As for myself, I left the church when I realised I was gay. It was heart-breaking because I felt I had a vocation within the church. I was planning to go to grad school to get my M.Div. and hopefully be the pastor of a church someday. I was lucky that I was in a progressive branch of my denomination. Being a woman would hold me back a little in practice, but officially, they were ok with it. And it all fell apart when I realised I was gay.
I might not have left the church altogether had I remained in Canada. At home, there is at least 1 protestant denomination -- The United Church of Canada -- which is full-on affirming of gay people in their churches and in ministry. Other protestant denominations struggle with the issue but you're likely to find individual churches that will welcome a same-sex couple. I, however, was a baptist. There would be no welcome in my own church for me.

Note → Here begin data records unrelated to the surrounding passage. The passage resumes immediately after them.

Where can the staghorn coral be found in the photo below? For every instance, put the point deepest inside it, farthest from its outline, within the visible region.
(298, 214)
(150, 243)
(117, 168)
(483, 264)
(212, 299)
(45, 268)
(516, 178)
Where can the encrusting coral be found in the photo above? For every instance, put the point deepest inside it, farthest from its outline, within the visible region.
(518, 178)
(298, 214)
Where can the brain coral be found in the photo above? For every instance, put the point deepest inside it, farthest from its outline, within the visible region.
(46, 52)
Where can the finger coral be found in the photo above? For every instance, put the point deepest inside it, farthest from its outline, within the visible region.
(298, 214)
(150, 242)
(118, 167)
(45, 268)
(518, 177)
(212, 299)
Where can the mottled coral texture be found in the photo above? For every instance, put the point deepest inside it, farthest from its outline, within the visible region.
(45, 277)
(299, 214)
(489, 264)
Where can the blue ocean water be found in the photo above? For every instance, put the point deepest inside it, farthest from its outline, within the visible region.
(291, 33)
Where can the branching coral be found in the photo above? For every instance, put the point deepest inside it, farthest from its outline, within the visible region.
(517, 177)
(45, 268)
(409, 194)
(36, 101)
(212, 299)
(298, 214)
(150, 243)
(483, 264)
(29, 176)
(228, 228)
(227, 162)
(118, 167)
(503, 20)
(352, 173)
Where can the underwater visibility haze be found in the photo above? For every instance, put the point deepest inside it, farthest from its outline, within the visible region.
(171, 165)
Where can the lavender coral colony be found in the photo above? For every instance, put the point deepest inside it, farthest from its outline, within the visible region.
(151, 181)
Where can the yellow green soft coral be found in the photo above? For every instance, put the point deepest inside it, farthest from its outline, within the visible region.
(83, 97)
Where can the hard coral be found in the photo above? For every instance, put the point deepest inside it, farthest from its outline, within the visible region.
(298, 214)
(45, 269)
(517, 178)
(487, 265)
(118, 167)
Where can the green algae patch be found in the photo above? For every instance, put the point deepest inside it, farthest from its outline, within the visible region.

I knew that well ahead of knowing I was gay. At one point, I had a discussion with a woman from church whose child I often babysat. Ellen had just come out and still had her sitcom. Nadine (not her real name) argued that she shouldn't be shown on television. Even as an evangelical who hadn't yet questioned the stock teaching on gays, I was anti-censorship. No, I said, censorship is bad. What if they try to censor Christians? After all, as an evangelical, I was brainwashed into the "Christians are already marginalised" mentality. Best to leave it be and simply police what your children watch, lest censorship be used against Christians in the near future.
My rhetoric proved unconvincing, and I was never asked to babysit again. Another religious girl I know was drafted to care for those children. She was objectively a better Christian, apparently. She had long hair and long skirts to prove it, and certainly never questioned whether a gay person should be allowed on television, making people laugh.
I guess I wouldn't mind except that I would have agreed with Nadine that homosexuality was wrong. I'd never questioned it. In fact, I have burned into my brain a conversation at the local tea room with another ministry hopeful about Ellen and "the gay". I stated that it was unquestionably wrong. The last time I saw her was the first time I went to the only gay bar within reach. I hope she understood.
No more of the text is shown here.